AWX job terminated - task timeout?

Hello,
I’m having an issue with a job template on AWX that terminated unexpectedly.
AKS version: 1.23.12
AWX version: 21.6.0

The automation job pod terminated on aks while waiting for a task execution without any errors on awx after 5 minutes.
I can reproduce the issue each time I run a playbook with a task that has a long execution (about 5 minutes… not so long :frowning: )

There is a timeout for task execution? Why the pod terminated?

And on AWX I see error:

Any suggests?

Thank you very much.

Elia

I’ve replicated the issue with a simple task on ansible:

- name: Sleep for seconds and continue with play
wait_for:
timeout: 600

After 5 minutes the pod terminated and automation failed.
Is there any setting to increase this timeout?

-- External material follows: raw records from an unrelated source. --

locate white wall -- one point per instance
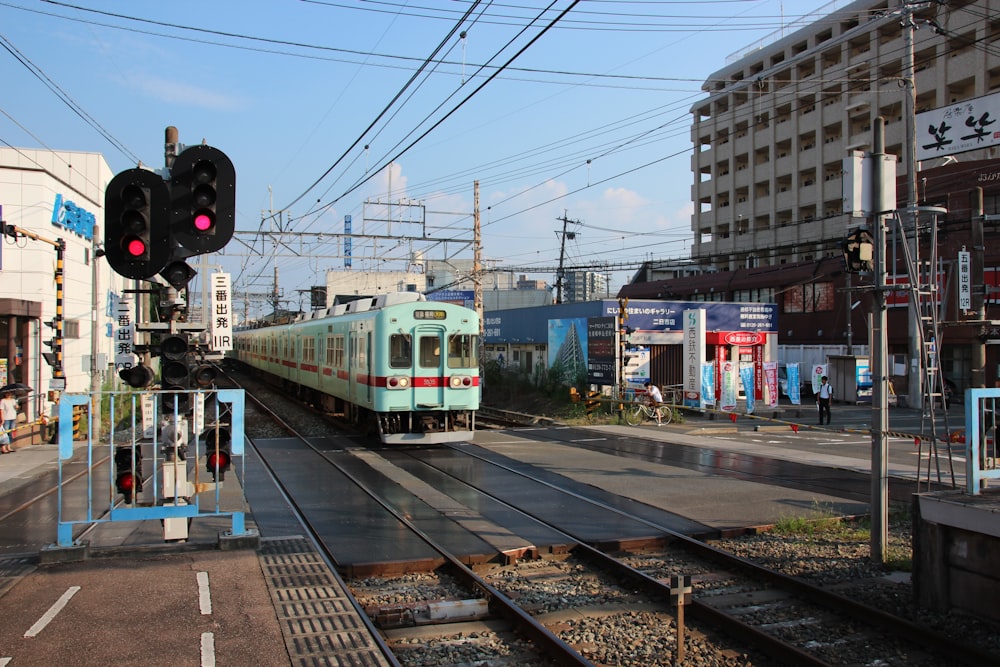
(30, 180)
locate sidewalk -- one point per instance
(25, 464)
(843, 417)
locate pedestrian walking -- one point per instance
(823, 398)
(655, 398)
(8, 413)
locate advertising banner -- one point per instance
(746, 374)
(728, 377)
(771, 380)
(792, 386)
(602, 342)
(708, 384)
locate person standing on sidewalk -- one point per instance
(655, 398)
(8, 412)
(823, 398)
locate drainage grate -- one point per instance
(318, 621)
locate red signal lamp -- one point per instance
(203, 221)
(134, 246)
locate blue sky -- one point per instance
(590, 121)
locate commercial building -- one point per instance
(770, 138)
(55, 199)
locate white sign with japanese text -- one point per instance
(221, 321)
(959, 127)
(124, 335)
(965, 280)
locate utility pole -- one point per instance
(477, 256)
(560, 274)
(910, 218)
(879, 359)
(976, 220)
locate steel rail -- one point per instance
(952, 648)
(546, 641)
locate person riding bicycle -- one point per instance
(654, 398)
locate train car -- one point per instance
(397, 365)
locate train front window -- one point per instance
(430, 352)
(400, 351)
(462, 351)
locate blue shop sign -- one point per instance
(70, 216)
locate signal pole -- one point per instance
(560, 275)
(880, 401)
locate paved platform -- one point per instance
(147, 603)
(142, 602)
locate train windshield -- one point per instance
(462, 351)
(400, 351)
(430, 352)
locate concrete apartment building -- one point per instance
(770, 137)
(778, 121)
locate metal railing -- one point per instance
(981, 438)
(173, 442)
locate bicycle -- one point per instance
(637, 413)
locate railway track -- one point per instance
(586, 604)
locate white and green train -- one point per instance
(396, 364)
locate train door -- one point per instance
(360, 371)
(429, 375)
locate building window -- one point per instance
(809, 298)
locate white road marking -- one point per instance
(207, 649)
(52, 612)
(204, 594)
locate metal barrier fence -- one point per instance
(981, 438)
(174, 432)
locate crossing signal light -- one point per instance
(203, 199)
(174, 373)
(204, 375)
(218, 451)
(139, 376)
(859, 248)
(128, 472)
(136, 223)
(178, 273)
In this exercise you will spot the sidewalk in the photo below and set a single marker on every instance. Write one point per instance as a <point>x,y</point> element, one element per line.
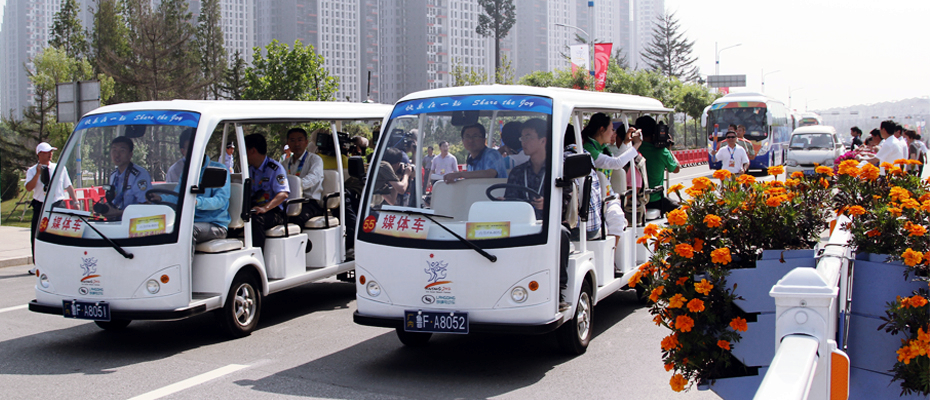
<point>14,247</point>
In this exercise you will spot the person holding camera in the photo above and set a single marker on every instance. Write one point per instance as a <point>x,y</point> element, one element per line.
<point>394,176</point>
<point>658,160</point>
<point>37,179</point>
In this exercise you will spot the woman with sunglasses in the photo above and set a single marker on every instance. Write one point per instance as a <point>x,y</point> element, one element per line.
<point>733,158</point>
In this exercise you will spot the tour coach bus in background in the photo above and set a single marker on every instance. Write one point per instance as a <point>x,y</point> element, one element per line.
<point>128,253</point>
<point>481,250</point>
<point>767,121</point>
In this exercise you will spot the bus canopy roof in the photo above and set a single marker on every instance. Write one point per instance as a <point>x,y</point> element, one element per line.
<point>261,110</point>
<point>572,98</point>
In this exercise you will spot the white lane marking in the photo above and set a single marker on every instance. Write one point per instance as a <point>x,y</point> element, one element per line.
<point>189,383</point>
<point>14,308</point>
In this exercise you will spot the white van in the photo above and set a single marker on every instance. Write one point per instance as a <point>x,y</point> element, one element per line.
<point>457,259</point>
<point>114,257</point>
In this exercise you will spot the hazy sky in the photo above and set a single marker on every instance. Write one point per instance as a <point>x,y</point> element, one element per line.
<point>831,53</point>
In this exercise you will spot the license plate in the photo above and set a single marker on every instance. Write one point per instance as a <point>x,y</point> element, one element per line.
<point>439,322</point>
<point>86,310</point>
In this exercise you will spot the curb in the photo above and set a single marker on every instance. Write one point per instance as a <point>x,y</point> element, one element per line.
<point>16,261</point>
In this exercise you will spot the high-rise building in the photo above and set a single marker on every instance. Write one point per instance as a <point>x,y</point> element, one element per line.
<point>646,14</point>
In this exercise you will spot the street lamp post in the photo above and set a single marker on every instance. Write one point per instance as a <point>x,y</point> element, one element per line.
<point>764,75</point>
<point>717,56</point>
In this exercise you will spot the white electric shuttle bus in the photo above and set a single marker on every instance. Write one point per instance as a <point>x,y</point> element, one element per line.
<point>114,254</point>
<point>467,255</point>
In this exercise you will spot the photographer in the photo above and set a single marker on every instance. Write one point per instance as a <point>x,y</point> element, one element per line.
<point>394,176</point>
<point>655,149</point>
<point>37,180</point>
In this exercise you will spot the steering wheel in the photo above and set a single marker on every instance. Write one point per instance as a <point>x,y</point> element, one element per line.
<point>509,186</point>
<point>173,206</point>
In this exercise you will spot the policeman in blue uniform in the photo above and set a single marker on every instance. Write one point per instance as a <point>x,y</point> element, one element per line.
<point>269,188</point>
<point>129,181</point>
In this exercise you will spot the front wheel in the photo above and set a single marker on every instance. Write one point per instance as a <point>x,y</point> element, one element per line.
<point>575,335</point>
<point>243,306</point>
<point>114,324</point>
<point>413,339</point>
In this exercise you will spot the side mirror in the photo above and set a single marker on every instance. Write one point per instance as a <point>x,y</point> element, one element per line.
<point>213,177</point>
<point>577,166</point>
<point>357,167</point>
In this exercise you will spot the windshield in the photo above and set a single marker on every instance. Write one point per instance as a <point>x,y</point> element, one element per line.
<point>110,166</point>
<point>811,141</point>
<point>441,155</point>
<point>753,118</point>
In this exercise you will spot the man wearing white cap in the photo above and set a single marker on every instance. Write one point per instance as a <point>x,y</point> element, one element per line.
<point>37,180</point>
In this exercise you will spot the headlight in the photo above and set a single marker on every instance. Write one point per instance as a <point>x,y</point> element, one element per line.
<point>373,288</point>
<point>518,294</point>
<point>152,286</point>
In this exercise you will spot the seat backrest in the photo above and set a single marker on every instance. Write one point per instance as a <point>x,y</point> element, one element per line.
<point>293,182</point>
<point>235,205</point>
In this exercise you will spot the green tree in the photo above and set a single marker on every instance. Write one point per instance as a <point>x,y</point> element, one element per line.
<point>212,52</point>
<point>288,74</point>
<point>670,51</point>
<point>496,20</point>
<point>67,32</point>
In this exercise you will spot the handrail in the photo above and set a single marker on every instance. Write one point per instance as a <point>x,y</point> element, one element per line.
<point>792,370</point>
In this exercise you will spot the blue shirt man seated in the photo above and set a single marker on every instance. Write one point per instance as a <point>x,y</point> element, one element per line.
<point>482,161</point>
<point>211,213</point>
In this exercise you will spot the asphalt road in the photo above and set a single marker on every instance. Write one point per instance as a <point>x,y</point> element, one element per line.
<point>307,346</point>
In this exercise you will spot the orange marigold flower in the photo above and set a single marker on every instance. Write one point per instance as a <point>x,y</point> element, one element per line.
<point>855,210</point>
<point>739,324</point>
<point>677,217</point>
<point>696,305</point>
<point>746,179</point>
<point>712,221</point>
<point>651,230</point>
<point>869,172</point>
<point>654,296</point>
<point>678,382</point>
<point>685,250</point>
<point>670,342</point>
<point>721,256</point>
<point>684,323</point>
<point>703,287</point>
<point>911,257</point>
<point>677,301</point>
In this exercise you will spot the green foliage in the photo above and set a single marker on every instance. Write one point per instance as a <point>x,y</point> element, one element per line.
<point>67,32</point>
<point>288,74</point>
<point>670,51</point>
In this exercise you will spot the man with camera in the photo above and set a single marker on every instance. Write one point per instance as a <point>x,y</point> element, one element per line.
<point>655,149</point>
<point>37,179</point>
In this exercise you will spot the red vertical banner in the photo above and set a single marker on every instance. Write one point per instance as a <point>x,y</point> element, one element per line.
<point>601,60</point>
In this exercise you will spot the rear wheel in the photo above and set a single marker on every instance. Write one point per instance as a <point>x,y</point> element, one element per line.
<point>243,306</point>
<point>113,324</point>
<point>575,335</point>
<point>413,339</point>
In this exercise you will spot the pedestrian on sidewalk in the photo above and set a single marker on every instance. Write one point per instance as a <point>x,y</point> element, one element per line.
<point>37,180</point>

Thank you very much for your help.

Elia

this is a known issue in AKS and has been reported on AWX github issues, see this comment that describes the problem https://github.com/ansible/awx/issues/12530#issuecomment-1279364075

This PR may help https://github.com/ansible/receptor/pull/683

the latest awx-ee image already has this fix, but you’ll need to be on a k8s version specified here https://github.com/ansible/receptor/pull/683/files#diff-792611baeb730234abface9c9bc33204ea86453469e7fcdfbe8de8d4e04f2598R659

in order for the fix to take affect.

Please try it and let us know if it fixes the 5 minute idle timeout issue you are experiencing

AWX Team

Thanks for reply.
Meanwhile I’ve found and tested I workaround to fix this AKS issue with AWX: https://github.com/ansible/awx/issues/12530#issuecomment-1192616101

Unfortunaly my AKS cluster is in 1.23.12 and from azure portal is not possible to upgrade it to 1.23.14 or other versions specified.

So I can’t test it right now… but I hope it will fixe the issue. As soon as I can update the cluster to the required versions I’ll give you a feedback.

Elia